In reality, the US has been heavily involved in Somali affairs since the 1990s. These interventions, noted BBC journalist Mary Harper in her 2012 book Getting Somalia Wrong?, are viewed by “a growing number of experts” as having “contributed towards [Somalia’s] destruction as a viable nation-state.”
Speaking to Democracy Now! in 2013, journalist Jeremy Scahill explained that in the early years of the “war on terror” the George W Bush administration “made a disastrous decision to put [Somali] warlords on the CIA payroll” and “basically had them acting as an assassination squad.”
A relative stability was created for a brief period when the Islamic Courts Union took control in 2006 — quickly shattered by the December 2006 USsupported Ethiopian invasion and occupation.
The occupation, as occupations often tend to do, energised extremists, with Somali journalist Jamal Osman explaining “al-Shabab was born when Ethiopia invaded Somalia in 2006 and some still see the group as a resistance movement.”
Since then the US has been trying to destroy the group its actions helped create.
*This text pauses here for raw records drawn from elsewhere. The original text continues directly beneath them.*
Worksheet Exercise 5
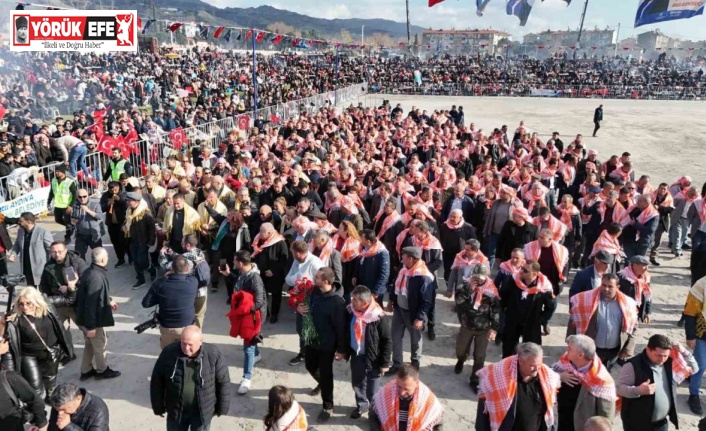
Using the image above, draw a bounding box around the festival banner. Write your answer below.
[10,9,138,52]
[0,187,51,218]
[635,0,705,28]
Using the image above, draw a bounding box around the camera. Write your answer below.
[134,315,159,334]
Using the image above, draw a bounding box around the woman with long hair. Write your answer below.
[264,385,308,431]
[0,286,73,401]
[333,221,361,303]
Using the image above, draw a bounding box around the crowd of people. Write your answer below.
[0,93,705,431]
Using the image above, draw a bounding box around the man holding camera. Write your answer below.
[142,255,199,349]
[75,247,121,380]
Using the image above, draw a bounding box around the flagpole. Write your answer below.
[252,32,258,120]
[577,0,590,45]
[335,46,340,105]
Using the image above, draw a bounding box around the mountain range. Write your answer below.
[102,2,428,39]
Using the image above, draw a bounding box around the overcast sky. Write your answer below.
[201,0,706,42]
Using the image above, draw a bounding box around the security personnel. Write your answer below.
[47,164,78,243]
[104,147,133,182]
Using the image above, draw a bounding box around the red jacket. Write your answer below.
[227,290,261,344]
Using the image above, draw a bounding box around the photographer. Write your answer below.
[142,255,199,349]
[38,241,88,359]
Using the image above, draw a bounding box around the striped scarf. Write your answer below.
[618,265,651,304]
[553,352,617,402]
[569,288,638,336]
[372,380,443,431]
[333,234,360,263]
[394,259,434,298]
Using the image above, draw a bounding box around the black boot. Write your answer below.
[427,324,436,341]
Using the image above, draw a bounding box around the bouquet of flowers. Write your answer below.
[287,277,319,346]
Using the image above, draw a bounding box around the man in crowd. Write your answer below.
[9,212,53,287]
[142,255,198,349]
[569,250,613,298]
[347,285,392,420]
[296,267,347,423]
[569,273,638,365]
[552,335,616,431]
[150,326,231,430]
[622,195,659,261]
[593,104,603,137]
[413,221,443,340]
[162,193,201,254]
[125,192,157,288]
[388,246,435,373]
[70,188,105,260]
[354,229,390,306]
[618,334,697,431]
[618,255,653,323]
[251,222,289,323]
[476,342,561,431]
[100,181,129,267]
[47,165,77,244]
[649,182,674,266]
[497,207,538,264]
[483,186,516,268]
[48,383,109,431]
[439,208,477,283]
[369,364,443,431]
[104,147,133,182]
[75,247,121,380]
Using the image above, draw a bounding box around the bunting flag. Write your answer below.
[0,104,5,122]
[198,24,208,38]
[476,0,493,16]
[167,22,183,32]
[256,31,266,42]
[245,29,253,40]
[142,19,156,34]
[506,0,535,26]
[429,0,445,5]
[224,29,232,42]
[213,26,225,39]
[635,0,705,28]
[236,29,242,40]
[273,34,284,44]
[270,114,281,123]
[137,17,142,29]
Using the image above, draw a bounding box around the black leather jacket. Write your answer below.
[38,251,88,308]
[1,304,74,373]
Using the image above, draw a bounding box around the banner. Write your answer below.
[530,88,561,97]
[635,0,705,28]
[0,187,51,218]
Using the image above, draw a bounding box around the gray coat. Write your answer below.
[71,200,105,242]
[11,225,53,284]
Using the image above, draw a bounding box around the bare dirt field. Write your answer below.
[3,96,706,431]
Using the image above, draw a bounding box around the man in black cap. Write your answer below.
[14,16,28,44]
[387,246,435,374]
[569,250,614,298]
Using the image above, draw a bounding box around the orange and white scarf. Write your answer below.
[377,211,402,239]
[444,215,465,230]
[395,228,413,256]
[618,266,652,304]
[556,203,580,231]
[532,215,568,242]
[590,229,622,260]
[598,201,630,227]
[635,204,660,225]
[513,271,554,299]
[269,401,308,431]
[477,356,560,431]
[413,233,443,251]
[251,232,285,257]
[360,240,387,259]
[394,259,434,298]
[569,288,638,336]
[653,192,674,209]
[553,353,617,402]
[471,278,500,310]
[451,250,489,271]
[694,198,706,225]
[524,187,548,214]
[372,379,444,431]
[670,349,695,384]
[333,234,360,263]
[310,237,334,266]
[347,299,385,355]
[498,260,524,277]
[523,241,568,282]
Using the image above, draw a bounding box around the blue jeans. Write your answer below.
[689,339,706,396]
[485,232,500,269]
[69,144,90,179]
[167,414,210,431]
[243,344,260,379]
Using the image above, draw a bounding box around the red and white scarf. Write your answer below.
[532,215,568,242]
[523,241,568,282]
[556,203,580,231]
[553,353,617,402]
[251,232,285,257]
[360,240,387,259]
[413,233,443,251]
[310,237,334,266]
[394,259,434,298]
[333,234,360,263]
[377,211,402,239]
[512,271,554,299]
[347,300,384,355]
[471,278,500,310]
[451,250,489,271]
[372,379,443,431]
[618,265,652,304]
[569,288,638,336]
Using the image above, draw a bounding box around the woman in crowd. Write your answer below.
[0,286,73,400]
[264,385,308,431]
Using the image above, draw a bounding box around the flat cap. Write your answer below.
[126,192,141,201]
[629,255,650,266]
[587,185,602,194]
[594,250,615,264]
[401,246,422,260]
[471,264,490,278]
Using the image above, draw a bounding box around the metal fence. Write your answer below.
[370,82,706,101]
[0,82,368,209]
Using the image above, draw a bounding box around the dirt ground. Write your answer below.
[3,96,706,430]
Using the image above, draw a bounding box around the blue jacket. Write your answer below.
[142,273,198,328]
[441,195,475,224]
[356,248,390,297]
[389,274,435,323]
[569,265,600,298]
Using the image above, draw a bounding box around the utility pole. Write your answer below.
[577,0,590,44]
[406,0,411,44]
[613,23,621,58]
[361,25,365,58]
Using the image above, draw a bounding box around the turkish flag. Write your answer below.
[256,31,266,42]
[137,17,142,29]
[0,104,5,122]
[270,114,281,124]
[213,26,225,39]
[97,136,118,157]
[429,0,445,5]
[237,115,250,130]
[169,127,186,150]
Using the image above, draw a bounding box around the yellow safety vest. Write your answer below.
[51,177,75,209]
[110,159,127,181]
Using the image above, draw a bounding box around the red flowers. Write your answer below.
[287,277,319,345]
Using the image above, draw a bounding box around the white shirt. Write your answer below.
[285,253,324,287]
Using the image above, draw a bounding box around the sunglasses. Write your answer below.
[78,195,88,198]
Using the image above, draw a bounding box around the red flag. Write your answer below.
[269,114,281,124]
[168,22,183,32]
[273,34,284,44]
[256,31,266,42]
[237,115,250,130]
[245,29,253,40]
[291,38,299,46]
[213,26,225,39]
[169,127,186,150]
[0,104,6,122]
[137,17,142,29]
[429,0,445,6]
[97,136,117,157]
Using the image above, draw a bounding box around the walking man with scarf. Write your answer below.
[346,285,392,420]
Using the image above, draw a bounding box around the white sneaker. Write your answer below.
[254,354,262,365]
[238,378,251,395]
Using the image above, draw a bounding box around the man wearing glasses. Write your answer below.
[70,189,105,261]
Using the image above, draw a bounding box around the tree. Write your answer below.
[498,37,512,46]
[339,29,352,43]
[267,21,295,36]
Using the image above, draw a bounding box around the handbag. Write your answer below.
[1,370,35,423]
[22,314,67,364]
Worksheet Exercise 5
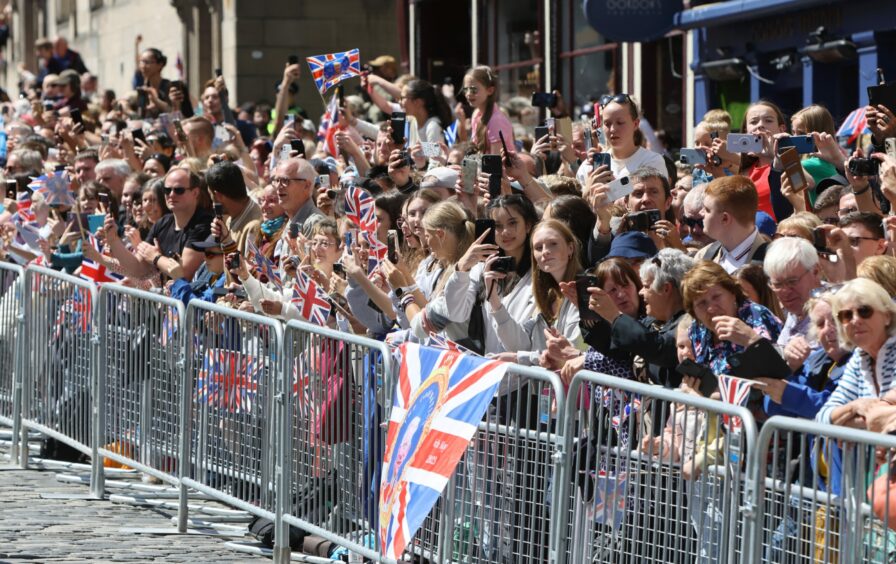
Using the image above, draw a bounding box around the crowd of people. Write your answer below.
[7,32,896,559]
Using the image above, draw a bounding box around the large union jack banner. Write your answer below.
[379,343,508,558]
[306,49,361,95]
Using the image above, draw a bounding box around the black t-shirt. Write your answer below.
[146,209,214,260]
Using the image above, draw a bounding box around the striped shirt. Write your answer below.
[816,334,896,425]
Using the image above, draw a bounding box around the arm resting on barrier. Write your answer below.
[610,313,679,368]
[816,352,864,426]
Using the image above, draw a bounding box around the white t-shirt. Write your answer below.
[576,146,668,186]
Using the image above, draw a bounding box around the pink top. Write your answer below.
[471,104,515,149]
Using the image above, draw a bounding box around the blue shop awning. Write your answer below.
[674,0,841,30]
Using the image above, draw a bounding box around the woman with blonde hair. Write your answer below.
[857,255,896,296]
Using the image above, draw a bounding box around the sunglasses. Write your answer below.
[682,216,703,229]
[837,304,875,324]
[163,186,189,196]
[204,250,223,258]
[599,93,633,108]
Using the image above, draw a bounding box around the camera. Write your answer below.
[625,210,661,232]
[490,256,516,273]
[848,157,880,177]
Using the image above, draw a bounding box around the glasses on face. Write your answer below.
[163,186,188,196]
[204,250,223,258]
[461,86,479,95]
[310,240,333,249]
[599,93,633,108]
[847,235,879,246]
[837,304,875,324]
[769,269,810,290]
[682,216,703,229]
[271,176,306,187]
[839,206,858,216]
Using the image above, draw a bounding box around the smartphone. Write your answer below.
[333,262,345,276]
[576,275,601,323]
[679,148,707,166]
[676,359,719,397]
[99,192,111,208]
[605,176,633,202]
[481,154,502,176]
[288,222,300,239]
[284,113,296,130]
[592,152,611,169]
[318,174,330,189]
[5,180,16,200]
[287,55,299,66]
[390,111,407,145]
[626,210,661,232]
[461,157,479,195]
[490,256,515,273]
[556,117,573,146]
[475,218,496,246]
[70,108,82,126]
[279,144,292,163]
[727,133,763,154]
[498,130,511,165]
[534,125,550,142]
[344,231,354,255]
[849,157,880,177]
[387,229,399,263]
[531,92,557,108]
[868,83,896,113]
[290,138,306,157]
[779,147,808,192]
[226,253,241,270]
[777,135,815,155]
[173,119,187,145]
[215,68,223,77]
[812,226,828,253]
[213,202,224,217]
[131,127,146,145]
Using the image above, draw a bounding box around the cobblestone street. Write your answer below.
[0,457,267,563]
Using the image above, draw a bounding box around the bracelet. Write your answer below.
[396,284,418,297]
[152,254,164,268]
[400,294,416,311]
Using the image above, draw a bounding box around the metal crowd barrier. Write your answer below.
[94,283,186,499]
[177,299,283,538]
[19,265,101,494]
[554,369,757,564]
[749,416,896,564]
[0,261,24,462]
[277,319,394,563]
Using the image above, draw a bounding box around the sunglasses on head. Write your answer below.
[599,93,633,108]
[163,186,189,196]
[837,304,875,324]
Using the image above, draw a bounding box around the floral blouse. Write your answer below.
[688,300,782,376]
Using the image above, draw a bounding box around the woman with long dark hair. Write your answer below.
[401,79,453,144]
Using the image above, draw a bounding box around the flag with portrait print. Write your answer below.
[306,49,361,95]
[379,343,508,559]
[28,171,76,207]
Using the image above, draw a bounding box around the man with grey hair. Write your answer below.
[95,159,131,201]
[763,236,824,366]
[682,184,713,248]
[5,148,43,176]
[273,157,324,259]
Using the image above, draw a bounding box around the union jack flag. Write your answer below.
[379,343,510,559]
[319,94,341,156]
[306,49,361,95]
[427,332,476,356]
[290,271,331,326]
[362,231,387,274]
[195,348,260,414]
[54,287,92,338]
[443,120,459,147]
[717,374,756,431]
[159,307,179,347]
[28,171,76,207]
[586,471,628,529]
[836,107,872,146]
[80,233,124,285]
[10,212,41,248]
[245,239,282,289]
[344,185,377,234]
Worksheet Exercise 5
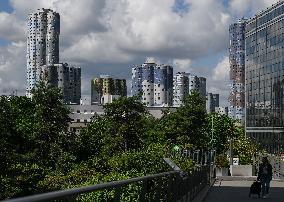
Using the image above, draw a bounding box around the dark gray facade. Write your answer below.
[245,1,284,153]
[69,66,81,104]
[206,93,219,113]
[41,63,81,104]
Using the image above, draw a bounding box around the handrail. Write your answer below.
[3,171,179,202]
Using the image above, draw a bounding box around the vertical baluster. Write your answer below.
[66,195,76,202]
[139,180,147,202]
[155,177,162,202]
[114,187,122,202]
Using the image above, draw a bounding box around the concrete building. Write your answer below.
[26,8,60,98]
[188,75,206,97]
[245,1,284,153]
[215,107,228,116]
[154,65,173,106]
[41,63,81,104]
[91,75,127,105]
[173,72,189,107]
[69,66,81,104]
[67,104,177,133]
[131,60,173,107]
[229,18,246,123]
[206,93,219,113]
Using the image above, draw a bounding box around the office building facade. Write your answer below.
[206,93,219,113]
[26,8,60,97]
[41,63,81,104]
[91,75,127,105]
[131,60,173,107]
[188,75,206,97]
[173,72,189,107]
[229,18,246,123]
[245,1,284,153]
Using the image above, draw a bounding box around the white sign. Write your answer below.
[233,158,239,165]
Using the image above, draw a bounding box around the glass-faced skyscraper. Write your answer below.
[229,18,246,123]
[245,1,284,153]
[26,8,60,97]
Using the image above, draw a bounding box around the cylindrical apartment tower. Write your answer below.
[26,8,60,98]
[173,72,189,107]
[141,62,155,106]
[154,65,173,106]
[46,11,60,65]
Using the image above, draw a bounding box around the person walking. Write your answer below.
[257,157,273,198]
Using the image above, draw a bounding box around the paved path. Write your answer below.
[204,179,284,202]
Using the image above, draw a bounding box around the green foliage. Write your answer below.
[156,91,207,147]
[172,156,195,174]
[233,134,260,165]
[0,82,72,199]
[2,84,262,200]
[215,154,229,168]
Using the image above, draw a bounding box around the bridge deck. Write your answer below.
[204,178,284,202]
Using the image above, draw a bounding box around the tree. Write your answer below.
[204,113,240,153]
[0,82,73,199]
[77,96,156,160]
[31,82,72,167]
[156,91,208,147]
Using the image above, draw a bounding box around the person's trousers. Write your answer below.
[260,176,271,196]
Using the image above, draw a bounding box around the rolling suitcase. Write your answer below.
[249,181,261,198]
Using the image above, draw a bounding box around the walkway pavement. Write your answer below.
[204,178,284,202]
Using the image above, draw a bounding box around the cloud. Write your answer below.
[0,41,26,95]
[212,56,229,81]
[172,59,192,73]
[229,0,279,17]
[0,0,282,104]
[0,12,25,41]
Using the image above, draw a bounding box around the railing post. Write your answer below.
[114,187,121,202]
[154,177,162,202]
[139,180,148,202]
[66,195,77,202]
[166,174,173,202]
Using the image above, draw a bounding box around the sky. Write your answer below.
[0,0,281,105]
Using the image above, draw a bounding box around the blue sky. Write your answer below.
[0,0,280,105]
[0,0,12,13]
[0,0,12,46]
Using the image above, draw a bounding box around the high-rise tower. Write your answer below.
[206,93,219,113]
[188,75,206,98]
[131,60,173,107]
[91,75,127,105]
[173,72,189,107]
[229,18,246,123]
[26,8,60,97]
[245,1,284,153]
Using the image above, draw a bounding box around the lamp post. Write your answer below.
[229,122,242,166]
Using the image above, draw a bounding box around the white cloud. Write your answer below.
[212,57,229,81]
[0,12,25,41]
[0,0,282,103]
[172,59,192,73]
[229,0,280,17]
[0,41,26,94]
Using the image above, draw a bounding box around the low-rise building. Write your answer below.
[67,104,177,133]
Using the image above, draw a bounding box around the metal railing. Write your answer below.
[170,149,216,166]
[3,165,213,202]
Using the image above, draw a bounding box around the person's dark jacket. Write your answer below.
[257,163,273,180]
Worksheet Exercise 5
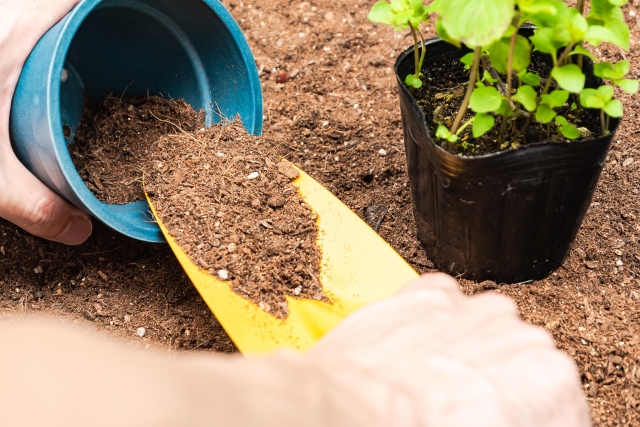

In 2012 the Los Angeles Times reported: “The US has been quietly equipping and training thousands of African soldiers to wage a widening proxy war against the Shabab.”
“Officially, the troops are under the auspices of the African Union,” the report explained. “But in truth, according to interviews by US and African officials and senior military officers and budget documents, the 15,000-strong force pulled from five African countries is largely a creation of the State Department and Pentagon.” The US government “is trying to achieve US military goals with minimal risk of American deaths and scant public debate,” the Los Angeles Times noted.
Since then the US has intensified its clandestine war in Somalia “using special operations troops, air strikes, private contractors and African allies in an escalating campaign against Islamist militants,” the New York Times reported last year.
Like Yemen, the US military involvement in Somalia has harmed the country’s ability to deal with humanitarian crises. For example, though the Financial Times explains the looming famine in Somalia is primarily the result of regional drought, it goes on to note: “The lack of effective government and an insurgency by al-Shabab, an al-Qaida linked jihadist group, have not helped.”
This quick survey of the Guardian’s recent coverage of Yemen and Somalia puts the lie to Guardian regular Polly Toynbee’s claim that the newspaper is “always free to hold power to account: to take on politicians, global corporations, the secret security state or great vested interests.”
The Guardian may well be free to hold power to account but it’s currently missing some huge open goals when it comes to Western foreign policy.
To be clear, I’m not saying the Guardian never mentions Western interference in Yemen and Somalia or links this to the growing humanitarian crises — I’m arguing the newspaper’s coverage does not match the importance of the issue.
As Edward Herman and Noam Chomsky argue in their 1988 book Manufacturing Consent, the fact “that the media provide some information about an issue… proves absolutely nothing about the adequacy or accuracy of media coverage… More important is the way they present a particular fact — its placement, tone, and frequency of repetition — and the framework of analysis in which it is placed.”
Indeed, by downplaying of US intervention in Yemen and Somalia, the Guardian has helped to keep the large swatches of the general public ignorant of Western foreign policy — a state of affairs that suits the US government’s interests, as the Los Angeles Times report above makes clear.